Indonesian NLP resources
- Kompas online collection. This corpus contains Kompas online news articles from 2001-2002. See here for more info and citations.
- Tempo online collection. This corpus contains Tempo online news articles from 2000-2002. See here for more info and citations.
- PANL10N POS tagging. This corpus has 39K sentences and 900K word tokens.
- IDN tagged corpus. This corpus contains 10K sentences and 250K word tokens. The POS tags are annotated manually.
- Indonesian Treebank. This corpus contains 1K parsed sentences. (constituency parsing)
- UD Indonesian. This corpus is provided by Universal Dependencies. Training, development, and testing split are already provided. (dependency parsing)
- PANL10N EN-ID news parallel corpus. This corpus has sentences from news articles from several categories: economy (6K sentences), international (6K sentences), science (6K sentences), and sport (4K sentences).

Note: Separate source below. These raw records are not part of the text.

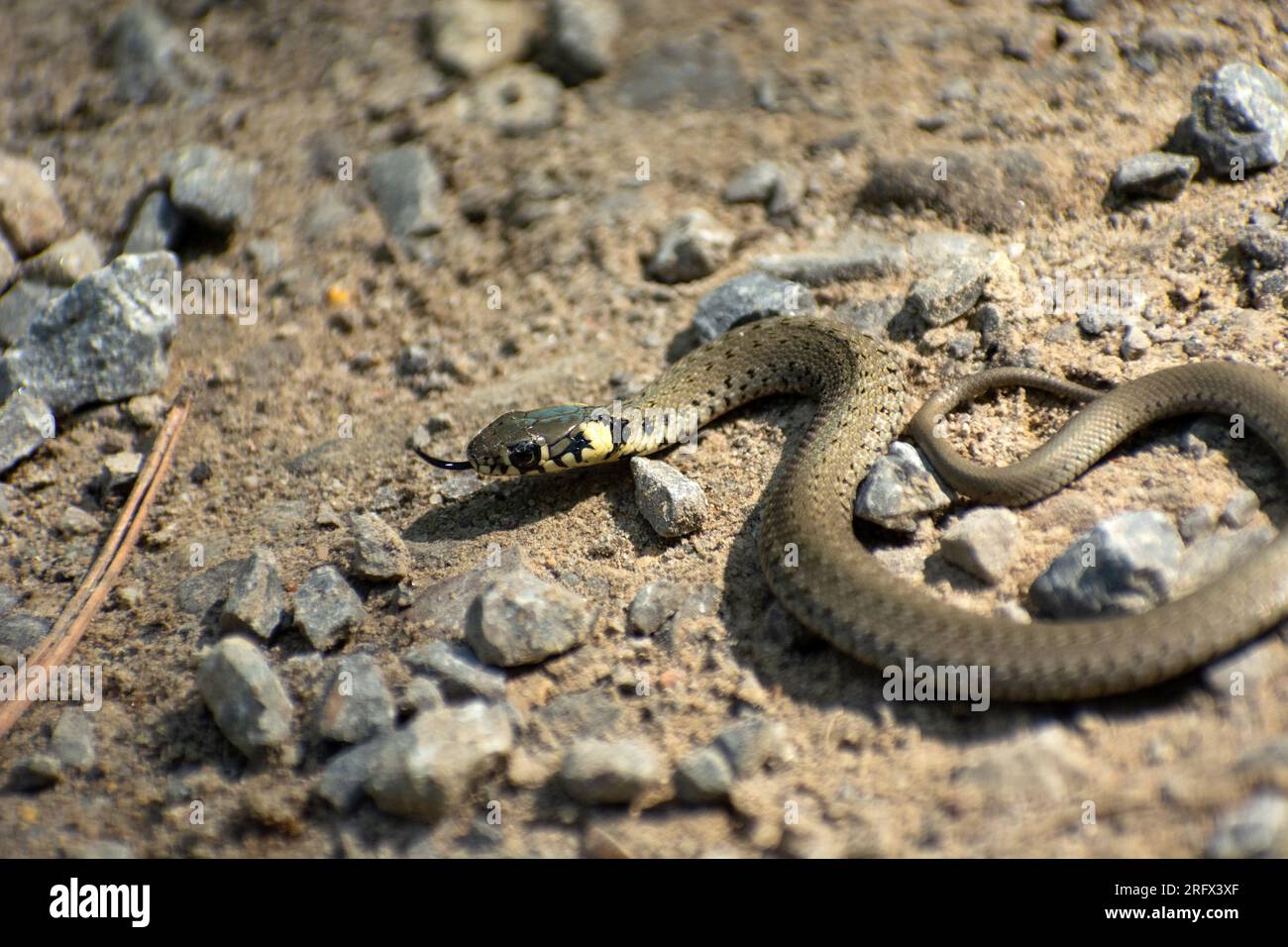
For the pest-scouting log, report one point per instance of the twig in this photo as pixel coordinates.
(76, 616)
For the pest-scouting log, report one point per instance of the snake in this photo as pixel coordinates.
(807, 549)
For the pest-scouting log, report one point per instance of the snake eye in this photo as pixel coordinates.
(524, 455)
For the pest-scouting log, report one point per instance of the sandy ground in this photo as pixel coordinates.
(578, 317)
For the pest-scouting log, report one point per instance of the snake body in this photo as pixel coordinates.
(825, 579)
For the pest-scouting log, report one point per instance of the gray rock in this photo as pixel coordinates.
(456, 671)
(31, 218)
(459, 34)
(1257, 828)
(326, 607)
(245, 697)
(213, 187)
(597, 771)
(420, 771)
(900, 488)
(671, 502)
(73, 740)
(158, 226)
(106, 339)
(948, 292)
(407, 188)
(516, 101)
(984, 543)
(1154, 174)
(691, 248)
(150, 59)
(854, 257)
(256, 598)
(26, 423)
(746, 299)
(346, 775)
(357, 705)
(580, 37)
(1237, 114)
(655, 603)
(700, 71)
(703, 776)
(1240, 508)
(377, 551)
(1126, 564)
(20, 307)
(519, 620)
(769, 183)
(64, 261)
(871, 317)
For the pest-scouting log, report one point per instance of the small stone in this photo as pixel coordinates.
(655, 603)
(357, 705)
(855, 257)
(1154, 174)
(949, 292)
(1126, 564)
(346, 775)
(20, 307)
(423, 770)
(597, 771)
(64, 261)
(407, 188)
(213, 187)
(256, 598)
(377, 551)
(1258, 828)
(900, 488)
(516, 101)
(671, 502)
(31, 218)
(746, 299)
(73, 740)
(580, 37)
(1134, 343)
(119, 472)
(519, 620)
(1239, 115)
(158, 226)
(456, 671)
(150, 58)
(26, 423)
(984, 543)
(691, 248)
(460, 39)
(77, 522)
(1240, 508)
(326, 607)
(245, 697)
(703, 776)
(104, 339)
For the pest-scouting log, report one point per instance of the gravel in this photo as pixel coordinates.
(746, 299)
(420, 771)
(599, 771)
(671, 502)
(246, 698)
(326, 607)
(1126, 564)
(256, 598)
(106, 339)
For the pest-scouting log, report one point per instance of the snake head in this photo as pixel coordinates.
(544, 441)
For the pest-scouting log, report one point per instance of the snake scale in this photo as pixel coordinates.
(824, 578)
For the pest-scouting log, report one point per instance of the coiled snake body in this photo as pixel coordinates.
(831, 583)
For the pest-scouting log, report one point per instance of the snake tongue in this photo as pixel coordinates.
(443, 464)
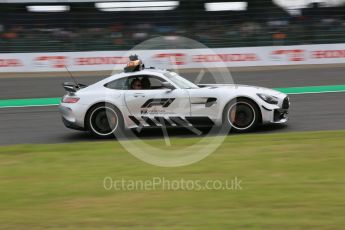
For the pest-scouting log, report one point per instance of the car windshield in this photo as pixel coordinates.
(180, 81)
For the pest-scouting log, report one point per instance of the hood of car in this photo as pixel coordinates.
(244, 88)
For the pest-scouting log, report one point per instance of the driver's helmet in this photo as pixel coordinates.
(134, 64)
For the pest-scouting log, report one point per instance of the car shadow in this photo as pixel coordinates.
(173, 132)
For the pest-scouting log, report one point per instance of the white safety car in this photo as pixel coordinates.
(141, 98)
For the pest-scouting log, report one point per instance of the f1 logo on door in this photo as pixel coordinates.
(164, 102)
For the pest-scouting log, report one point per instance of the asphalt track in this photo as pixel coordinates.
(324, 111)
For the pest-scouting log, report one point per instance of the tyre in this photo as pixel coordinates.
(241, 115)
(104, 121)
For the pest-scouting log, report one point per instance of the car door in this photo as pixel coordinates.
(151, 107)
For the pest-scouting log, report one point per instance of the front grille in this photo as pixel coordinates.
(286, 103)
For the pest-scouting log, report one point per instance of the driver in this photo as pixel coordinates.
(145, 83)
(136, 84)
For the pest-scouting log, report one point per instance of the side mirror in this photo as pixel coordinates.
(167, 85)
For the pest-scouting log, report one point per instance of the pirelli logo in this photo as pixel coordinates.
(164, 102)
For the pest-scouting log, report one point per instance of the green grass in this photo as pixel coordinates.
(289, 181)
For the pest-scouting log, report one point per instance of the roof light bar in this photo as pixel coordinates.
(226, 6)
(137, 5)
(48, 8)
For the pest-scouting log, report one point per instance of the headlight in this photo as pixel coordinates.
(267, 98)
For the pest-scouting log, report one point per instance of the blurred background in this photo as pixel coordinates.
(62, 25)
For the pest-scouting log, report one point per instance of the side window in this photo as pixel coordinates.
(118, 84)
(156, 83)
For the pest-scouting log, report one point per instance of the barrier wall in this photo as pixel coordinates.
(184, 58)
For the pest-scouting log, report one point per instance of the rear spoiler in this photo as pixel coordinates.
(72, 87)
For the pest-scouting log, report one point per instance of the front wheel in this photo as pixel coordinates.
(104, 120)
(241, 115)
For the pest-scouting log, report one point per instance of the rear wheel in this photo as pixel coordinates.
(241, 115)
(104, 120)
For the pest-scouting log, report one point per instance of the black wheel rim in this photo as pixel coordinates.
(104, 121)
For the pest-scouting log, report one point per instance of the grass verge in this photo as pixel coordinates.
(288, 181)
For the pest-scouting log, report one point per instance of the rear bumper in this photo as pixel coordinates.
(72, 116)
(72, 125)
(276, 114)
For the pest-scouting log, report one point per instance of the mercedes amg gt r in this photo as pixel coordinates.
(160, 98)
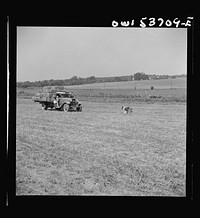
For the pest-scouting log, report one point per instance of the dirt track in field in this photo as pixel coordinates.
(101, 151)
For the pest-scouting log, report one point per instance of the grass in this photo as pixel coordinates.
(101, 151)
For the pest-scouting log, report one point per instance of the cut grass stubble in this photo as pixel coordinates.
(101, 151)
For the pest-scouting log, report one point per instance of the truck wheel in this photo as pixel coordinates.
(44, 107)
(65, 107)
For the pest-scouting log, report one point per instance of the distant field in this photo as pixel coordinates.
(144, 84)
(101, 151)
(124, 91)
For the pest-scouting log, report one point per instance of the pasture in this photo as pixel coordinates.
(101, 151)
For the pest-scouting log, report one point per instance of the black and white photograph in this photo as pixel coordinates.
(101, 111)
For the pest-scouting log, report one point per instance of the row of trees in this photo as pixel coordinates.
(92, 79)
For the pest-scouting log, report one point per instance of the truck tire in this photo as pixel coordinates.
(65, 107)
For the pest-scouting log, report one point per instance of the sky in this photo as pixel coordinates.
(45, 53)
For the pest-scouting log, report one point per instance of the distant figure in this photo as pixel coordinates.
(127, 109)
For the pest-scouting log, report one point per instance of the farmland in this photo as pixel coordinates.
(102, 151)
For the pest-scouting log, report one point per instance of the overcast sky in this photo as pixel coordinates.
(45, 53)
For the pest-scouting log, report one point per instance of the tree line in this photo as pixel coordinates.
(88, 80)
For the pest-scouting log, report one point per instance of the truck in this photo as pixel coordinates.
(59, 100)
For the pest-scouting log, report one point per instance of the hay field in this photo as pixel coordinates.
(101, 151)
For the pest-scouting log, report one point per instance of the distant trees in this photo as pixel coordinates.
(92, 79)
(140, 76)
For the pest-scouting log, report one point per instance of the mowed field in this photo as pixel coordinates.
(101, 151)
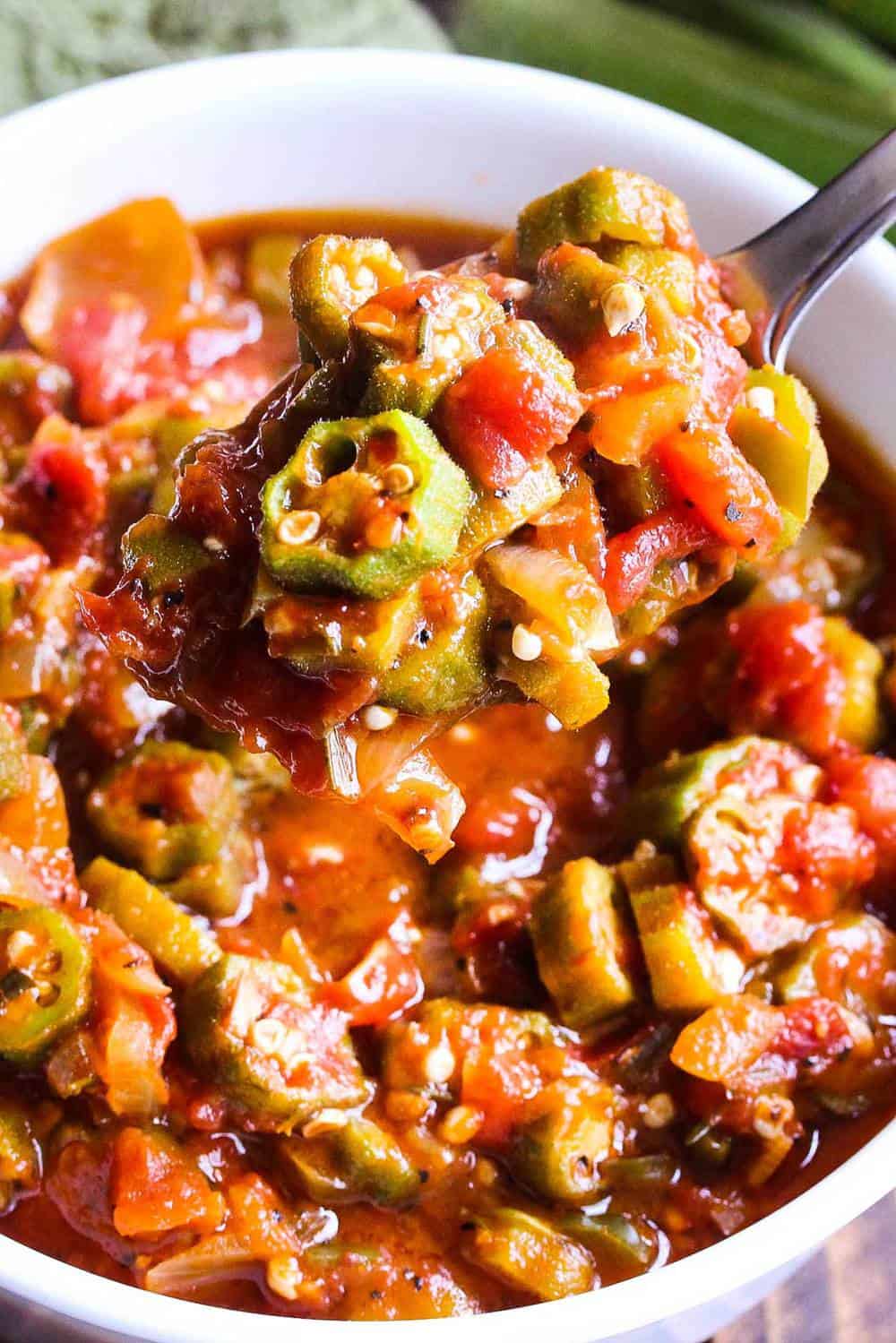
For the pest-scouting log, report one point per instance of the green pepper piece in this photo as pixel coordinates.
(418, 340)
(19, 1155)
(331, 277)
(782, 441)
(570, 285)
(688, 968)
(557, 1155)
(497, 513)
(602, 203)
(166, 556)
(46, 992)
(320, 634)
(250, 1029)
(668, 794)
(657, 1170)
(669, 271)
(177, 944)
(616, 1238)
(729, 834)
(268, 269)
(13, 767)
(564, 619)
(167, 807)
(527, 1253)
(444, 667)
(357, 1160)
(708, 1144)
(852, 960)
(365, 506)
(578, 939)
(30, 390)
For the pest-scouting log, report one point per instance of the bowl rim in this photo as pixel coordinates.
(707, 1275)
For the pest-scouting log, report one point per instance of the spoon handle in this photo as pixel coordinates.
(778, 274)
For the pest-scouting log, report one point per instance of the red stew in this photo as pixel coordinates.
(254, 1050)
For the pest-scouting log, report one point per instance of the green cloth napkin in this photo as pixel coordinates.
(51, 46)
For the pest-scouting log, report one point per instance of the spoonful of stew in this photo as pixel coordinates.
(479, 482)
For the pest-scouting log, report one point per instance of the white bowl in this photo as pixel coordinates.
(473, 140)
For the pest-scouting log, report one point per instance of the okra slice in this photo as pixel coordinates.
(320, 634)
(45, 982)
(163, 555)
(527, 1253)
(602, 203)
(365, 506)
(616, 1238)
(19, 1155)
(579, 944)
(552, 619)
(668, 794)
(850, 960)
(669, 271)
(30, 390)
(495, 513)
(445, 667)
(777, 430)
(331, 277)
(167, 807)
(861, 665)
(417, 339)
(179, 946)
(570, 288)
(729, 847)
(559, 1154)
(13, 756)
(689, 969)
(357, 1160)
(268, 269)
(250, 1029)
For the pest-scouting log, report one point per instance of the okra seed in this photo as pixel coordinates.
(525, 643)
(21, 947)
(383, 530)
(298, 528)
(659, 1109)
(622, 306)
(438, 1063)
(461, 1124)
(762, 400)
(398, 478)
(771, 1116)
(325, 1122)
(376, 718)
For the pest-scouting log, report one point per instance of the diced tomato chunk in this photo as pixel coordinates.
(786, 681)
(505, 414)
(710, 474)
(156, 1189)
(868, 786)
(384, 984)
(633, 555)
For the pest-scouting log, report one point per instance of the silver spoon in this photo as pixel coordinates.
(777, 276)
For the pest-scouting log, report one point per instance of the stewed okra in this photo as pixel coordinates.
(465, 431)
(516, 568)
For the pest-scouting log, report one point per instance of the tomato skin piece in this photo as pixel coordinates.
(633, 555)
(868, 785)
(786, 683)
(155, 1187)
(705, 470)
(61, 493)
(505, 414)
(384, 985)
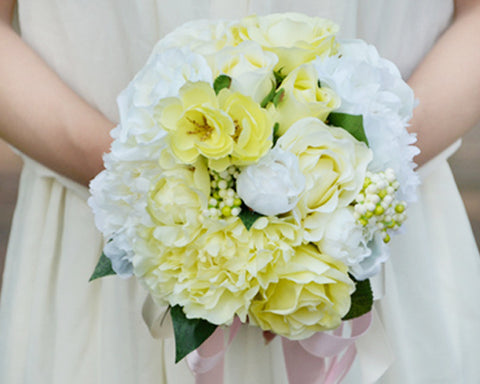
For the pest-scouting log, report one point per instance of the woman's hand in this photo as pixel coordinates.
(447, 83)
(41, 116)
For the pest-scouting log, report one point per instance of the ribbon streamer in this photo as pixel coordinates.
(324, 358)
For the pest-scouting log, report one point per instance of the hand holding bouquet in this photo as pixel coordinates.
(258, 171)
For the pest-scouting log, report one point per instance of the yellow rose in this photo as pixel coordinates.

- PANL10N Indonesian translation of Penn treebank. This corpus contains Indonesian translation of the Penn treebank. In total there are 24K sentences.
- IndoSum. A collection of 20K online news article-summary pairs belonging to 6 categories and 10 sources. It has both abstractive summaries and extractive labels.
TITML-IDN speech corpus. The corpus contains 20 speakers (11 male and 9 female), where each of the speaker speaks 343 utterances. The utterances are phonetically balanced.
The corpus itself is free to use for academic/non-commercial usage, but interested party should make a formal request via email to the institution. The procedure is listed here
frankydotid/Indonesian-Speech-Recognition. A small corpus of 50 utterances by a single male speaker.